Açılımcılar, meselâ en evvelâ, etnik terör örgütünün “Kürt” tanımlamasının etik olup olmadığı yönünde hiçbir muhakeme geliştirmiyorlar . Etnik terör örgütü ve onun siyasî uzantısı DTP ırka ve dile dayalı bir kimlik tanımlaması yapıyor.

Bir kere bu tip bir tanımlama açılımcıların yüzlerine taktıkları hümanizm maskesiyle hiç de uymuyor. Irki bağlılığı çoktan geride bırakmış ve soyut ilişkilere göre şekillenmiş Türk kimliğinin hukukla ve insanlıkla bağdaşırlığının yanında, bir toplumu diğerinden kesin şekilde ayırmak için ırkî farkın mütemadiyen vurgulanması acaba açılımcılara “ahlâkî” görünüyor mu? Yoksa onla, ırkçılığın azlıklar için meşru olduğu kanaatinde mi?

Türk’ün vatandaşlığı tanımlamakta niye yetersiz kaldığını sürekli ırk ve dil kriterleriyle ve bir de cumhuriyet dönemi bazı yanlış politikalarıyla açıklamaya çalışanlar, buna Kürt azlığın bu kimliği reddini gerekçe gösterirken acaba ülkenin geri kalanının da onların tanımlamalarını kabul edip etmemek hakkının olup olmadığını hiç düşünüyorlar mı?
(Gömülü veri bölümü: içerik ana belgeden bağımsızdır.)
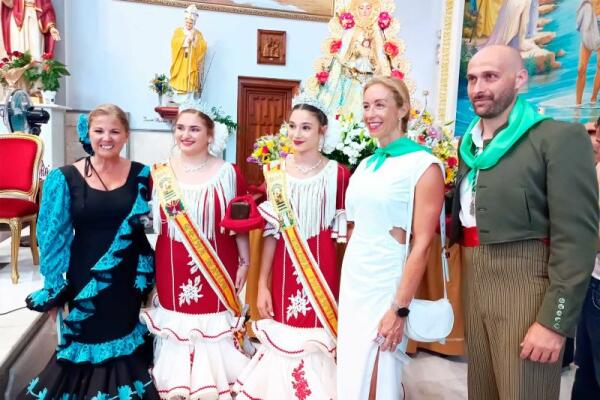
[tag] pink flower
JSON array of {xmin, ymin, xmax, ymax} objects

Eğer etik bir müdafaa yapılacaksa bu hem Kürt hem Türk kimliklerinin objektif mukayesesini gerektirir. Peki böyle bir mukayese yapılmış mıdır? Ahlâkî olan yapılan mevzi yanlışlardan dolayı koskoca ve inkâr edilemez bir kapsayıcı ve bağlayıcı kimliği reddetmek değil, azlığın bu kimliği benimsemesi için ne gerektiğine bakmaktır.
Bu yapılmış mıdır? Maalesef hayır!
Türk kimliğinin bağlayıcı tanımlayıcılığını hangi sebepten olursa olsun reddetmeye kalkmak, o kimliğin içerdiği bütün değerleri reddetmek demektir.
Bu durumda, ülkenin her yanına yerleşmiş, doğal bir kabul görmüş vatandaşlarımızın da bu değerleri inkâr etmesi gerektiğini söylemiş olursunuz. Hem barıştan söz edip hem de Türk’ün reddi açıkça çataldilliliktir.
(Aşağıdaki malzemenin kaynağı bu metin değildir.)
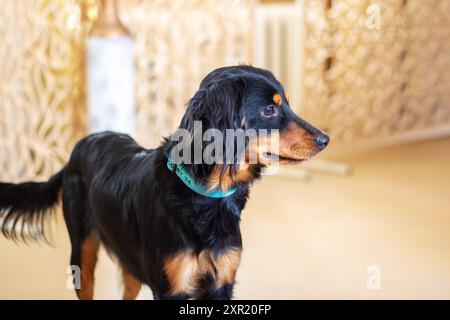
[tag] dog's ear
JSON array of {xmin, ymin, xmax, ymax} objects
[
  {"xmin": 181, "ymin": 78, "xmax": 245, "ymax": 133},
  {"xmin": 180, "ymin": 77, "xmax": 250, "ymax": 188}
]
Açılımcıların en büyük etik dışılığı, terör örgütünü, “doğal ve meşru” savunma gücü olarak kabul etmektir. Bir kanunsuzluk, onu destekleyenlerin sayısından dolayı meşruiyet kazanmaz. Açılımcılar “Kan dursun!” derken, hukuk sağlayıcının meşru silâh gücü ile, o hukuk sağlayıcıya yönelmiş silâhlı tehdidi bir tutarak sürekli sanki Türkiye Cumhuriyetinin meşru bir düşmanı varmış havası yaratmaya ve bunun da doğallığını dayatmaya çalışmaktalar.
İşte ahlâk dışılığın en büyük örneği de budur.

Önce zor kullanarak tehdit ederek istekler savuracaksınız ondan sonra gayrimeşru sayılmaktan şikâyet edeceksiniz. Eğer akıldan yana bir eksikliğiniz yoksa bu cinayete ortaklığa kadar varan dereceli bir suç ortaklığı ve ahlâksızlıktır.
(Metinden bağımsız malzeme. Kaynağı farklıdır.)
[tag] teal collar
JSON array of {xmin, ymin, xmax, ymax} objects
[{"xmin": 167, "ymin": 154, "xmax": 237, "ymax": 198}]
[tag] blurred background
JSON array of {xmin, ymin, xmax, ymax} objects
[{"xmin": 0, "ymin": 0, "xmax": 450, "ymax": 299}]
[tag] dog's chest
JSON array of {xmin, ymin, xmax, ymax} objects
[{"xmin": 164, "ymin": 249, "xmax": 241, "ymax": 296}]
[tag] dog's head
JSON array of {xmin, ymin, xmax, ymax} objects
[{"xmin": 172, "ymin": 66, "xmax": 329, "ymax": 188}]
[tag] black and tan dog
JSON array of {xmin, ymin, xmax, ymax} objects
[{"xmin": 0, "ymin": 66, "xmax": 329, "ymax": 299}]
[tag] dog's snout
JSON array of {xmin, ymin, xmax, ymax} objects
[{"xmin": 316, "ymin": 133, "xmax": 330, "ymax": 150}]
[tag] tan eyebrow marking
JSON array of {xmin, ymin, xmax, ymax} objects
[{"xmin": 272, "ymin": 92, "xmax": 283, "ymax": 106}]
Türkiye Cumhuriyeti’nin silahlı güçlerine savaş açmış bir örgüt, ülkenin kaderi hakkında muhatap alınabilir mi? Açıkça “düşman” olan bir örgüt ve onun yandaşlarının “bizim “hakkımızda konuşmaya hakları olabilir mi?
Açılım muhalifleri işin barışçı ve hukuki yönlerini tartışmaktan kaçınmıyorlar. Oysa açılımcılar, etnik terörün “yedekte tutulmasının” ve “taleplerin” savunucusu ve yürütücüsü olmasının tartışılmasına hiç yanaşmıyorlar ki bu da ayrı bir riyakârlık…
“Kan dursun!” söyleminde her iki tarafı eşit meşruiyette kabul etmek hümanizm değil, Türk düşmanlığı demektir.

İkinci Dünya Savaşı’nda mütecaviz Almanya’nın durdurulması için kan döken müttefik askerlerine veya İspanya İç Savaşı’nda faşizme karşı savaşanlara bunlar söylenseydi acaba ne olurdu?
Sorun zate
n açılımcıların “Kan dursun!” söylemindeki etik bulanıklığı gidermemekteki ısrarında yatıyor.

Kan üç yolla durdurulabilir.
Birincisi etnik terörün galibiyetiyle ve Türk’ten arındırılmış bir etnik izolasyon kurmasıyla ki bunun olamayacağı artık anlaşılmıştır.

İkincisi etnik terör örgütü üyelerinin Türk adaletine teslim olmalarıyla ki bu yol nedense “Kan dursun!” diyen açılım taraftarlarının hiç telâffuz etmedikleri ve bu yüzden de değirmen taşı misali veballerinin ağırlığını oluşturan yoldur.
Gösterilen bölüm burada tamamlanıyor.